February 25th, 2024

Let's begin with a simple example of a misaligned struct

// Misaligned struct
struct misaligned {
    char a;        // 1 byte
    int b;         // 4 bytes
    char c;        // 1 byte
};

struct misaligned initialise_misaligned() {
  struct misaligned tmp = {'0', 1, '2'};
  return tmp;
}

The size of this struct via sizeof(struct misaligned) equals 12.

This is the assembly code generated by gcc with -O3:

initialise_misaligned:
  mov  BYTE PTR -20[rsp], 48
  mov  DWORD PTR -16[rsp], 1
  mov  rax, QWORD PTR -20[rsp]
  mov  BYTE PTR -12[rsp], 50
  mov  edx, DWORD PTR -12[rsp]
  ret

1. Stores a == '0' == 48 20 bytes below rsp.
2. Stores b == 1 4 bytes below a
3. Stores c == '2' == 50 4 bytes below b.

You can see that there's a lot of alignment and padding going on. The compiler decided to put b 4 bytes bellow a even though a only needed a single byte.

This is because, the compiler decided to align the int b; member on a 4-byte boundary, which resulted in the observed padding between a and b.

On x86 and x86-64 architectures, accessing an int that is not aligned to a 4-byte boundary may require multiple memory accesses, which can be slower than accessing an aligned int in a single memory access.

The compiler also aligns the entire structure to its most strictly aligned member. The compiler may also increase the size of structure if necessary, to make it a multiple of the alignment by adding padding at the end of the structure. This is known as Tail Padding.

Note that the [rsp-8] will store the instruction pointer when ret is hit.
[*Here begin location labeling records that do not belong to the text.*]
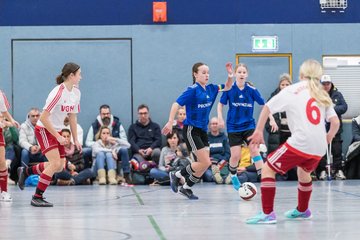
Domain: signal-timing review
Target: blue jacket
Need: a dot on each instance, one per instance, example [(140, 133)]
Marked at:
[(219, 146), (144, 136), (340, 106)]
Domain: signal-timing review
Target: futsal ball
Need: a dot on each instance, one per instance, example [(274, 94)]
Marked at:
[(247, 191)]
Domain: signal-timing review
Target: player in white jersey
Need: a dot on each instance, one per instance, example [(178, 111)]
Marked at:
[(63, 100), (4, 106), (307, 107)]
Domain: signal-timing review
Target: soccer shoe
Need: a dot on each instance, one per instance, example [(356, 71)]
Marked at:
[(5, 197), (40, 202), (235, 181), (216, 174), (262, 218), (188, 193), (295, 214), (340, 175), (323, 175), (174, 182), (22, 177)]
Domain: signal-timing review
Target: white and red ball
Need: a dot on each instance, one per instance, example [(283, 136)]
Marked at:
[(247, 191)]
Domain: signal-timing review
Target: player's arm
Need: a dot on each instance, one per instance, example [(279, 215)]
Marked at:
[(258, 136), (334, 127), (168, 126), (220, 116), (73, 128), (229, 81)]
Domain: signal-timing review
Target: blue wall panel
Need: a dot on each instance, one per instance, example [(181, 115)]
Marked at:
[(162, 57), (129, 12)]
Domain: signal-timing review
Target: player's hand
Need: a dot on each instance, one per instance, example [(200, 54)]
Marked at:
[(61, 140), (221, 123), (274, 126), (16, 124), (78, 146), (167, 128), (329, 138), (256, 138)]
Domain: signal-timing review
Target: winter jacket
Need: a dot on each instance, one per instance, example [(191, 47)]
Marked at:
[(144, 136), (219, 146), (340, 106), (116, 128)]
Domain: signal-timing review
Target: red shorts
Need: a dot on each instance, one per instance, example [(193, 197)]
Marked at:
[(286, 157), (48, 142), (2, 141)]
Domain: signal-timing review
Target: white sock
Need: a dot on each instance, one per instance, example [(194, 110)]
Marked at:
[(178, 174)]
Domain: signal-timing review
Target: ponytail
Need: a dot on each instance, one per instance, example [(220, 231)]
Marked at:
[(312, 71), (66, 71), (195, 69), (59, 79)]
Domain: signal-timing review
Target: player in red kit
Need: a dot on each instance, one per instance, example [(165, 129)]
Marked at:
[(63, 100)]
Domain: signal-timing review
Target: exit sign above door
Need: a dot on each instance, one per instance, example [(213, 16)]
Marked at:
[(265, 43)]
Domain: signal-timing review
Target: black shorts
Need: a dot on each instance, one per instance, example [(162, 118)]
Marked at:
[(239, 138), (195, 138)]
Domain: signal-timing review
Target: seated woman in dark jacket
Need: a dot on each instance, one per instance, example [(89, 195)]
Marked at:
[(278, 128), (352, 165)]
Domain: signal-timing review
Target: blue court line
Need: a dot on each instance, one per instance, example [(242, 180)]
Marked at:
[(347, 193)]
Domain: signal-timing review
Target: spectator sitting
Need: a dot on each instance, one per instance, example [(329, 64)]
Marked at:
[(104, 152), (172, 158), (219, 151), (30, 153), (179, 122), (75, 172), (340, 107), (353, 155), (105, 118), (12, 150), (145, 137)]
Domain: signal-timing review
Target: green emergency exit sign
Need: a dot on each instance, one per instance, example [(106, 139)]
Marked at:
[(265, 43)]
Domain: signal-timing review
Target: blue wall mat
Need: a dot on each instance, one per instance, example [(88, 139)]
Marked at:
[(129, 12), (106, 74)]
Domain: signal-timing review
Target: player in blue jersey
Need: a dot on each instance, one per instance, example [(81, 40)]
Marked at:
[(198, 100), (240, 122)]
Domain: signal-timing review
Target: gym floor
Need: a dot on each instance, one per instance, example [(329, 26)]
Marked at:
[(154, 212)]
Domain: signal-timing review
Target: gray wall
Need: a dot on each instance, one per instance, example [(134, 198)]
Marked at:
[(155, 60)]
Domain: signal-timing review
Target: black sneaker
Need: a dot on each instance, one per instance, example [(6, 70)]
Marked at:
[(174, 181), (22, 177), (188, 193), (40, 202)]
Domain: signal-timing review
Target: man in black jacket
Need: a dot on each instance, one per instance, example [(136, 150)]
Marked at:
[(145, 137), (340, 107)]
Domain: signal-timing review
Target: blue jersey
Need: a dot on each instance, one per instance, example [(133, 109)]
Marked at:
[(198, 102), (241, 107)]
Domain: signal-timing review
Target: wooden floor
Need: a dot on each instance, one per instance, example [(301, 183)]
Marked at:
[(154, 212)]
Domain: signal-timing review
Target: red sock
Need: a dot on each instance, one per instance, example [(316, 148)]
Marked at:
[(44, 182), (37, 169), (268, 189), (3, 180), (304, 193)]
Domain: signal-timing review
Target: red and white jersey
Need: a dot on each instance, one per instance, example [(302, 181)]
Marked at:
[(306, 119), (4, 103), (59, 103)]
The struct element c itself starts at [rsp-12] and ends at [rsp-11]. This means that there are 3 bytes of padding at the end.

• 4 bytes between a and b
• 4 bytes between b and c
• 1 byte for c
• 3 bytes of padding.

Total = 12 bytes.

Better aligning the struct

MinimiZe memory waste by ordering the structure elements such that the biggest element comes first, followed by the second biggest, and so on so forth.

struct aligned {
    int b;         // 4 bytes
    char a;        // 1 byte
    char c;        // 1 byte
};

struct aligned initialise_aligned() {
  struct aligned tmp = {'0', 1, '2'};
  return tmp;
}

The return value for sizeof(struct aligned); is now 8 instead of 12.
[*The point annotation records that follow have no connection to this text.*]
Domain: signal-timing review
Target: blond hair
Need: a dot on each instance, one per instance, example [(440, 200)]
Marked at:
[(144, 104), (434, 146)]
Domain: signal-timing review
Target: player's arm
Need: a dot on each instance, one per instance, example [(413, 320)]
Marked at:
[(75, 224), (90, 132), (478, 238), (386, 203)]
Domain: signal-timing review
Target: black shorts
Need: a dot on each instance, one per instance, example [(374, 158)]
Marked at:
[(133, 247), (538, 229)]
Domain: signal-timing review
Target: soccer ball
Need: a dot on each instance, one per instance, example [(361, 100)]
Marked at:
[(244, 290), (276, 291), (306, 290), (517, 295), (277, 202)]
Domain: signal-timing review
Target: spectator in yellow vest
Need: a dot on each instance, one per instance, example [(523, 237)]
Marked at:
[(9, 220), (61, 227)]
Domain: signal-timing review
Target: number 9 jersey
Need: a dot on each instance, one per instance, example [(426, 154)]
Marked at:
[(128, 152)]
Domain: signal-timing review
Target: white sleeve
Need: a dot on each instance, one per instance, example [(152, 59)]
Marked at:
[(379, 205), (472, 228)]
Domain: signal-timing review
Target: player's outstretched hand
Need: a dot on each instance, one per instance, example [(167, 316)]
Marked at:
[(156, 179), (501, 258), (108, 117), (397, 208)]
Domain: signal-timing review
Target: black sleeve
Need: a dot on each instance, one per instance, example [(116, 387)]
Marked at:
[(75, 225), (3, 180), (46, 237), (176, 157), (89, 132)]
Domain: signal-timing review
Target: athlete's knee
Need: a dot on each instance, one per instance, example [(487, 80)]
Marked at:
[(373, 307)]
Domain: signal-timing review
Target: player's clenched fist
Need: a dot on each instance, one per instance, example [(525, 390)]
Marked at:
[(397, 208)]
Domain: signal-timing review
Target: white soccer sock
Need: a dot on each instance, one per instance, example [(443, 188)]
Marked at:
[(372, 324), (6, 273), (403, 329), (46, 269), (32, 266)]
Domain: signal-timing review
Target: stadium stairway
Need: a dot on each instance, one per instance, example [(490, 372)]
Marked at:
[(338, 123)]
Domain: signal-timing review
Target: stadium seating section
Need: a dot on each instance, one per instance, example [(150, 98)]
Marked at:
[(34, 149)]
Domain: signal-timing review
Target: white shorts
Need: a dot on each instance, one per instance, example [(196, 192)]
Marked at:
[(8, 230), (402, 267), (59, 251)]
The function initialise_aligned, when optimised is simply:

initialise_aligned:
  movabs  rax, 54979876356144
  ret

Which in binary is:

0b110010 00000001 00000000 00000000 00000000 00110000

The whole value is aligned now and fits into rax, so the compiler aggressively optimised it.

• 0b110010 = 50 == '2' == c.
• 00110000 = 48 == '0' == b.
• 00000001 = 1 == a.

Note that we got 3 bytes of padding between a and b so that a is in a 4 byte boundary.